Journeying Through Advent, Day 3


I grew up in Central Florida, so snow was not something I encountered a lot. And when I went to college in Atlanta, the few snow storms we had shut down the city. Snow was a beautiful rarity that came and went too quickly. But when I was 31 I moved to New England in the middle of winter. One day not long after I was standing outside my car, pumping gas in snowy weather with temperatures falling fast, wondering what in the world had possessed me to move north.

I’ve lived in New England for almost five years now. Over half that time I have lived in the Vermont town where I pastor. On my second Sunday at the church it snowed. It was the middle of May. That winter I was bundled up in sweaters and jackets, scraping ice off my windshield, and shoveling my way out of the driveway some mornings. The last thing I wanted more of was snow.

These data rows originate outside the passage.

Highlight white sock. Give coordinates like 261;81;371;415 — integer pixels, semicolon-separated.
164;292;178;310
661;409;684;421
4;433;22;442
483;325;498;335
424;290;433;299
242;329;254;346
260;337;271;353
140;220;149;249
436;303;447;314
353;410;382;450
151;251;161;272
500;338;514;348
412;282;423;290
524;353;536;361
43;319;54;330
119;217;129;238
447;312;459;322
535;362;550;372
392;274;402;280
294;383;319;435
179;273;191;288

But the longer I lived in town, the more I realized that the snow that frustrated me so much meant something very different to others. I live in a ski town, and the more it snows, the longer the lift operators and snow groomers and even waitresses and cooks have steady work. The first time someone prayed for snow in church I was surprised. Who wants more of that stuff? Then I realized they were praying for their livelihood, and for the ability to take care of their families.

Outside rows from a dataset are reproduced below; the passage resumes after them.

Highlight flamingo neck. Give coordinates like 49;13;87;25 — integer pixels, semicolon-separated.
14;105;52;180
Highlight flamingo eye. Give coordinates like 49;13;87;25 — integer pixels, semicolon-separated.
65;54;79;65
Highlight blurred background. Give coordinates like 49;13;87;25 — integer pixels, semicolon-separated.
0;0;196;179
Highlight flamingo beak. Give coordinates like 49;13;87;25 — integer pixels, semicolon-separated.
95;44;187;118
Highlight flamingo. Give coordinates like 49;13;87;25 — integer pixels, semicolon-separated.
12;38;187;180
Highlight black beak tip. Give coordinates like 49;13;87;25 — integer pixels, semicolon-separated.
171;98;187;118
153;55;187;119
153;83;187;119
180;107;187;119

It’s my third winter in Vermont, and it has already snowed quite a bit. I’ve learned when to put the snow tires on my car, how to walk on ice without falling down, and how to salt the front walk. But, more than that, I’ve learned that I actually love the snow.

It started when I began to see what it meant to other people: hope, possibility, life. When I realized that the minor inconveniences snow caused me were nothing compared to the major problems a lack of snow caused others, I began to reevaluate my outlook on snow days. Now I think that few things are as comforting or beautiful as coming home to a warm house on a snowy night. And part of that comfort comes from the fact that I know my neighbors can rest easier as well.

For me, Advent is about a changing of perspective. It’s about preparing our hearts for the challenges that the child who is coming will give to us. One challenge is to stop looking at only what we want, and to start looking at what is good for our neighbors as well. There’s no better time to start preparing than now, in Advent, for how we will open our hearts to that challenge, and to the one who gives it to us.